Cabelo amordaçado e submisso. Sobrancelhas finas, desenhadas e sobrelevadas, numa manifestação magnânime de confiança. Os olhos frios, glaciais e seguros, contornados, (sempre) contornados por uma risca negra e rasgada. A boca, púrpura, primorosamente desenhada, solícita e tão, tão venenosa.
III
Que visão perfeita. Que visão perfeita. Que visão perfeita.
IV
A música envolvente, voluptuosa, acompanha uma demonstração desmedida de tentação e feitiçaria. Empolgante e sob uma cadência épica, a atmosfera revoluciona-se. Tudo é luz e energia, vontade a sentir. Palavras secretas segredadas escondem o tiritar de uma língua bífida e irresistível. Misteriosa, fabulosa, obscura, deliciosa, insaciável, tudo está ao alcance do seu poder. A mão, estendida. Aquele sorriso, como uma lâmina fina e tortuosa que escreve paixão no meu pescoço, e me leva à insanidade. Estou acordado. Em segredo, de olhos mesmo abertos, braços estendidos, mente hipnotizada.
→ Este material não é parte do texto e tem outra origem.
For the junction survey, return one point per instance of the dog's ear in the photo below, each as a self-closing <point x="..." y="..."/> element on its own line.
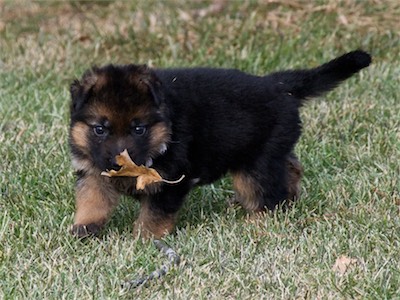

És linda e perfeita. Tudo o que fazes, tudo o que dizes, e mesmo o que não dizes. Quem és tu e donde vieste? Porque vieste ter comigo? Olhos teus que tiveram coragem de se cruzar com os meus. Afastas-me o medo e fazes-me sonhar... acordado! Estou acordado e troco tudo por ti. Porque o meu sonho era imaginado sozinho, e agora troco-o integralmente por ti. O meu sonho és tu. Quero libertar-me de tudo. Quero libertar-me para ti. Leva-me. Vejo a tua mão. O teu sorriso. O teu veneno corre-me nas veias. Estás em mim. Sou teu. Nada em mim tem significado senão suportado pelo alicerce do teu veneno. Morde-me e mantém-me acordado. Êxtase. Paixão. Que violência e beleza. Que visão perfeita. Que visão perfeita. Que visão perfeita. E a tua mão tão perto... e nada me impedirá de lhe tocar. Nada... a não ser... a não ser... a não ser... eu próprio...
V
Não vás... ainda agora chegaste. Eu sei que disse "não". Temos um beijo prometido. Temos "o" beijo prometido. Eu sei que preferi esperar. Eu sei que demorei... e que estiveste aí, de mão estendida. Não vás... não vás, visão perfeita. Não vás. Não vás...
VI
Dor e agonia. E o sono é mesmo amante da morte.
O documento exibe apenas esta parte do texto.